Chong lent his support at the rally after arriving in the city on Saturday. It was his first public appearance in Hong Kong, and also the first time he had spoken publicly since Kevin Lau Chun-to was removed as Ming Pao chief editor. Chong will assume his new position today.
On Wednesday, Lau was attacked by a chopper-wielding assailant as he got out of his car near a Sai Wan Ho restaurant. The attack left his internal organs exposed and damaged crucial nerves in his legs.
"I am touched and moved by the large turnout for the protest," Chong said. "Hong Kong is a city of law and order, so no verbal or physical violence should be tolerated, not to mention the chopping, slashing or killing of people.
"We hope the police will catch the culprit as soon as possible. We also hope Mr Lau Chun-to will recover soon."
Joining the Malaysian newsman at the march was chief editor cum editorial director Cheung Kin-bor and editorial director Lui Ka-ming.
Cheung said: "I will personally bear the whole burden of press freedom. I pledge that this is something that will not change."
The two met for the first time in a two-hour lunch. "[Chong] possesses two traits that makes me relieved," Cheung said. "He is a moderate and is tolerant of differing views.

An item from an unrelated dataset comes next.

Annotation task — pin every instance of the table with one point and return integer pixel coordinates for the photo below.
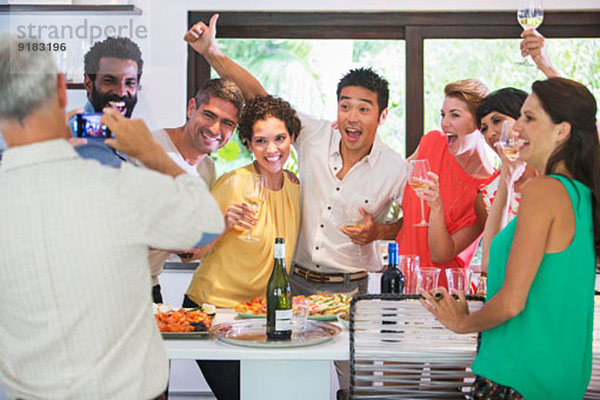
(294, 373)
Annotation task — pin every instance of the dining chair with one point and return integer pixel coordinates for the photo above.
(593, 391)
(398, 350)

He will enhance understanding with the various levels of Ming Pao editorial staff in the coming week."
Chong is due to meet the deputy chief editor, department heads and all other editorial staff.
The protest started with a voice recording from Lau's wife and 20-year journalist, Vivien Chan Pik-kwan.

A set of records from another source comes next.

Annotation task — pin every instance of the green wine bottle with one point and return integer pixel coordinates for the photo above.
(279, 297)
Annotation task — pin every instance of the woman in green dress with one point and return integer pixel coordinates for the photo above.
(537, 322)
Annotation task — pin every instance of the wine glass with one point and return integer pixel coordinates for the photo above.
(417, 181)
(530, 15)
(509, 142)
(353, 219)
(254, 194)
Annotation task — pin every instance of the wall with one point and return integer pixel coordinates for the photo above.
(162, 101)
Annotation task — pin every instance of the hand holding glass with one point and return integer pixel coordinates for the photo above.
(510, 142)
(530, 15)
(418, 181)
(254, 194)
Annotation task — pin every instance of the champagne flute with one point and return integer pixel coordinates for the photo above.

"Freedom of the press is not a privilege for those media workers. A society needs to be transparent and we all have the right to know," she said in the clip, played in her absence.
Among the crowds were pro-establishment lawmakers Felix Chung Kwok-pan of the Liberal Party, Ann Chiang Lai-wan of the Democratic Alliance for the Betterment and Progress of Hong Kong, and Michael Tien Puk-sun of the New People's Party.
Law Wing-chung, who worked at Ming Pao before becoming political assistant to the financial secretary, was the only political appointee present.
Former chief justice Andrew Li Kwok-nang said he was just passing by, but urged locals to defend press freedom. "The [Lau] incident is worrying," Li told reporters. "Hongkongers should strive to uphold core values."
Lew Mon-hung, a former close ally of Chief Executive Leung Chun-ying, said: "We will die in silence if we do not explode in silence."
Political commentator Albert Cheng King-hon, who as a Commercial Radio host was stabbed in 1998, believed the turnout would put pressure on the police.
Film director Gordon Chan Ka-sheung marched with other members of the Film Directors' Guild. "Journalists are at the forefront of this fight to defend press freedom … that's why I feel we must be here today, to let all journalists know they are not alone."